BRITISH SOLDIERS serving in post-war Iraq have angrily rejected claims made by Iraqis in the town of al-Majar al-Kabir that British troops used dogs in house searches to sniff out explosives, flouting strict Muslim cultural laws.

. They claim that this was one of the reasons why tempers were boiling over in the town as British soldiers took part in searches for hidden weapons. But military sources said that troops had been schooled in the sensitivities of Muslim culture and rejected any suggestion that soldiers would have entered Iraqi homes with dogs.

One source said: "We don’t even wear sunglasses in the presence of Iraqis, because we know there is a belief that they somehow have X-ray powers and we would be able to see through women’s clothes.
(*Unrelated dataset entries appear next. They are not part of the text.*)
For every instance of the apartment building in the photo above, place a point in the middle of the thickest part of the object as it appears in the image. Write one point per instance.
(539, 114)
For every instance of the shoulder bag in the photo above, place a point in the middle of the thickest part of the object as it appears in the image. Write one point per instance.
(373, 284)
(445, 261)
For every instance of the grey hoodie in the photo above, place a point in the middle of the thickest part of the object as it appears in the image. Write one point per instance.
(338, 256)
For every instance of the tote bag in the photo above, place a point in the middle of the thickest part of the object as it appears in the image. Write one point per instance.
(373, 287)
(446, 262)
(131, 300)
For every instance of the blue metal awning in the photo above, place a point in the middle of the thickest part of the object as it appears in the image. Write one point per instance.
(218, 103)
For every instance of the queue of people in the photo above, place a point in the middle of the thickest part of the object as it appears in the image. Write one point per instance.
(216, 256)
We’re fantastically sensitive to Muslim cultures and traditions."

The task is a role undertaken by specialists from the Royal Engineers who are trained to hunt for arms and explosives.
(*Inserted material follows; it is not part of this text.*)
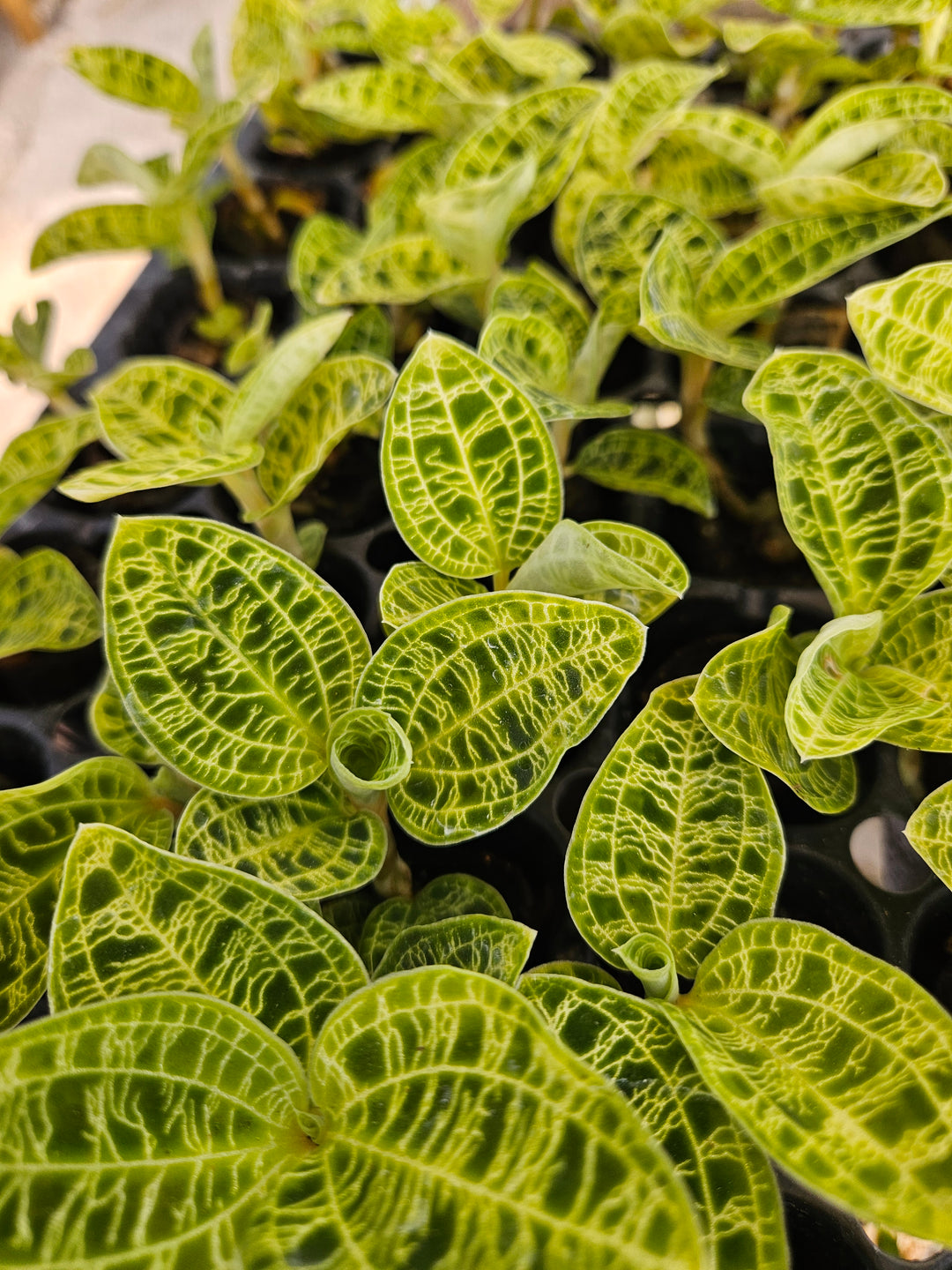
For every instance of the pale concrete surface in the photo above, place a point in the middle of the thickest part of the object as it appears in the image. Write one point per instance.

However they, like all British soldiers now in Iraq, are under the strictest orders to observe local customs and to treat all Iraqis with respect.

Muslims do not normally keep dogs as pets like Westerners, although they can be used to guard properties.

They would not become domestic animals, allowed to live inside a family home. Although dogs are mentioned in the Koran, Muslims regard them as dirty animals.

British troops in Northern Ireland engaged in arms searches have always used dogs because they can be trained to sniff out explosives.

However, the military sources said: "It’s inconceivable that we would have used dogs in searching Iraqi homes in al-Majar al-Kabir, because we know this would cause offence."